Transferência das ações da Eldorado Celulose para a Paper Excellence, como está, desafia a Constituição brasileira, escreve Carol Proner.

Texto Originalmente Publicado no Poder360 – Carol Proner | Uma questão de soberania (poder360.com.br)

Em tempos de reivindicação soberana, diante dos ataques desferidos por certos empresários estrangeiros contra o Poder Judiciário e o sistema democrático do país, temos a oportunidade de exercer uma altivez generalizada, aplicada a todas as contendas que envolvem interesses nacionais, e não só aos episódios mais evidentes de ingerência e desestabilização.

Essa valorização da soberania como princípio e fim deve prevalecer como forma estratégica de pensar os interesses de um Estado que se respeita, a começar pela valorização dos órgãos e poderes que o constituem, do corpo funcional e da capacidade técnica de tomar decisões, confiando nos ritos e procedimentos de direito público como regentes de ações com integridade constitucional.

Um bom exemplo pode ser a disputa bilionária pela Eldorado Celulose, um dos mais impactantes conflitos jurídicos do país, que reúne interesses privados multinacionais diversos, mas que raramente é vista pelas consequências ao interesse público.
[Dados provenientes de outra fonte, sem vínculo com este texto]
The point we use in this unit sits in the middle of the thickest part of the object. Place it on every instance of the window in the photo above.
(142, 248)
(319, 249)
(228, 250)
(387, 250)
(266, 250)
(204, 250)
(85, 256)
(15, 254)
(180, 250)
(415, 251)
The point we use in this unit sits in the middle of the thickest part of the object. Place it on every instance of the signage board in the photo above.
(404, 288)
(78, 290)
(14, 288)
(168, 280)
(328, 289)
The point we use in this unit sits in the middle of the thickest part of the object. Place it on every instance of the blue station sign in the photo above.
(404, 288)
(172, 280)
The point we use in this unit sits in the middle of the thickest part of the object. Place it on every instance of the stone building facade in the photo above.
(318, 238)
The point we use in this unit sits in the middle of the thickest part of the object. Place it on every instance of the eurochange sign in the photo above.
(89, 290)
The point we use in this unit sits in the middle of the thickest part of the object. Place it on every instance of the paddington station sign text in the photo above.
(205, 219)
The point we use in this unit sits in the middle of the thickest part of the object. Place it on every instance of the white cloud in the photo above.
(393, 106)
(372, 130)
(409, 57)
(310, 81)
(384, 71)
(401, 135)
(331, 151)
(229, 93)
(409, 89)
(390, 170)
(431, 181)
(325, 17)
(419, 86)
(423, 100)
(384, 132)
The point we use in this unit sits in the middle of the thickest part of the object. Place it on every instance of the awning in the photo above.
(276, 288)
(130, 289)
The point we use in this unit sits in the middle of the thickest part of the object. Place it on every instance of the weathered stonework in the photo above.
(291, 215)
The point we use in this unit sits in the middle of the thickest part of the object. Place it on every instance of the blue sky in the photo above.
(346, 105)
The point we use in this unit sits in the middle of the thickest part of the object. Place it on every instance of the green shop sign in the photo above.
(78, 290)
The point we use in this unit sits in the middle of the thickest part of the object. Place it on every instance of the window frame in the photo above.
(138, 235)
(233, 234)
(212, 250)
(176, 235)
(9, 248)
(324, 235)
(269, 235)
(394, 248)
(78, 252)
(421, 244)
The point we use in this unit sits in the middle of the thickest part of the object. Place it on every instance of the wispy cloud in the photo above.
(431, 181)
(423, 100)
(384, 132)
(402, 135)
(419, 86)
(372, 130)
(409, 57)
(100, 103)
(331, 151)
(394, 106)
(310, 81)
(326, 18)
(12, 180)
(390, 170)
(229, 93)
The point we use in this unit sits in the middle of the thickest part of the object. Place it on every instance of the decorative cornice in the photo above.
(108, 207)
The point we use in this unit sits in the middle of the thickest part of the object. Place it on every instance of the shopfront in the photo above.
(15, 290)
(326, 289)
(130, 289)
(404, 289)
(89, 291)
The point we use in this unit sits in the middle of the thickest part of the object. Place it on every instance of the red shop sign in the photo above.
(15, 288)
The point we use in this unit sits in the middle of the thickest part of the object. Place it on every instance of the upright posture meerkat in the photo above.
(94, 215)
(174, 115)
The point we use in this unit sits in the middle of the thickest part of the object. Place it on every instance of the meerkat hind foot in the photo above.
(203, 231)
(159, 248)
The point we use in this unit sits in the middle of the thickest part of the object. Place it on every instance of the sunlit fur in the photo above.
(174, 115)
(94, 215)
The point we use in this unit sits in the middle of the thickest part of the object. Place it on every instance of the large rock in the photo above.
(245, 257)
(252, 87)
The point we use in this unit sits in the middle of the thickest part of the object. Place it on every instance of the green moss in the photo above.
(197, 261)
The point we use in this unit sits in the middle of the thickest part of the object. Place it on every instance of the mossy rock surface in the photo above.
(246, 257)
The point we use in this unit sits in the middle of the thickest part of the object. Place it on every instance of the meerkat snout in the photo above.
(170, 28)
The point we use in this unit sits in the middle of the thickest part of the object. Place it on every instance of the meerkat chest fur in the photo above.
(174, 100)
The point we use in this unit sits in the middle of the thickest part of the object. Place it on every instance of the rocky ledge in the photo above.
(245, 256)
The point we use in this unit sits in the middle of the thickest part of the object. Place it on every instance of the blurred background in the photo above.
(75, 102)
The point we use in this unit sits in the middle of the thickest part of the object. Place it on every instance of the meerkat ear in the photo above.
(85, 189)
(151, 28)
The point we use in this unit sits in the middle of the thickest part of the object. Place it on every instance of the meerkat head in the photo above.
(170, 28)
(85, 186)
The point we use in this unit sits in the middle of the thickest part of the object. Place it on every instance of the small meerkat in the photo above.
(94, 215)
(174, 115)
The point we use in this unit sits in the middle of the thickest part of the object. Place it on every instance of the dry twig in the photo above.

Uma recente decisão do Tribunal Regional Federal da 4ª Região trouxe questões de soberania nacional relacionadas ao caso. Por unanimidade, os desembargadores federais decidiram suspender a transferência das ações da Eldorado Brasil Celulose para a Paper Excellence, empresa estrangeira, pertencente ao sino-indonésio Jackson Wijaya, até o julgamento final de uma ação popular que busca a declaração da nulidade imposta em lei em face do contrato de compra e venda firmado em 2017.

Para além do litígio propriamente dito, o que se decide em sede recursal, e por unanimidade, é respeitar os ritos de um processo administrativo para a obtenção da autorização prévia de compra ou arrendamento de terras por estrangeiro junto ao Incra (Instituto Nacional de Colonização e Reforma Agrária), bem como a submissão da devida forma junto ao Congresso, conforme legislação constitucional e infraconstitucional fartamente específica.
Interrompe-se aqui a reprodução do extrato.